Here's a fun thought experiment for you. If you dug a 1 mile cubic square hole. How many humans could you fit into it? The answer is not only all of us but about around an order of magnitude more on top. I'm not sure if this emphasizes how few humans there are, or how massive the Earth is. But it's the same point in both cases.

Some human activities can have an outsized impact, but the overwhelming majority of those activities remain necessary regardless of where people live, and some will have an greater impact with widespread urbanity since some things like energy/food/water can be relatively cleanly decentralized in rural settings, at least partially, but require complete centralization in urban settings.
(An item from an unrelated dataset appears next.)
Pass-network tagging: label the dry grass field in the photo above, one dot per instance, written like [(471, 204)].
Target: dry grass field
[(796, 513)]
> I'm not sure if this emphasizes how few humans there are, or how massive the Earth is. But it's the same point in both cases.

It emphasizes neither!

What you've described is a mass grave.

Quite literally so. If you killed all living humans (8.3billion), the mass-grave you'd have to dig to put them all in one place isn't quite large indeed!

Plus, humans on earth are affected by gravity, so any arrangement of them cubic squares instead of square miles is highly unintuitive, unusual and unnatural to begin with.

This doesn't say anything about habitable or fertile farmable area (measured in km^2, not in km^3) of the planet, or the number of people (that you've conveniently reduced by taking a square root of - twice! by packing them into a tightly packed cube)

For example, if you took 8 billion people and made them hold hands with each other tightly packed (0.5m per person) it would wrap the circumference of earth 100 times.

Now this actually says something about size of the earth!

If you divy up the land surface of earth by population, you get a rather small parcel of land, something to tune of 140m x 140m (this includes deserts and other mostly uninhabitable lands!)

Arable land would be a much smaller parcel of land still!

If you measure human land use in terms of arable land and living space per person, instead of mass-grave metrics the planet Earth is pretty much squarely over-populated and is very much stretching of what is sustainable.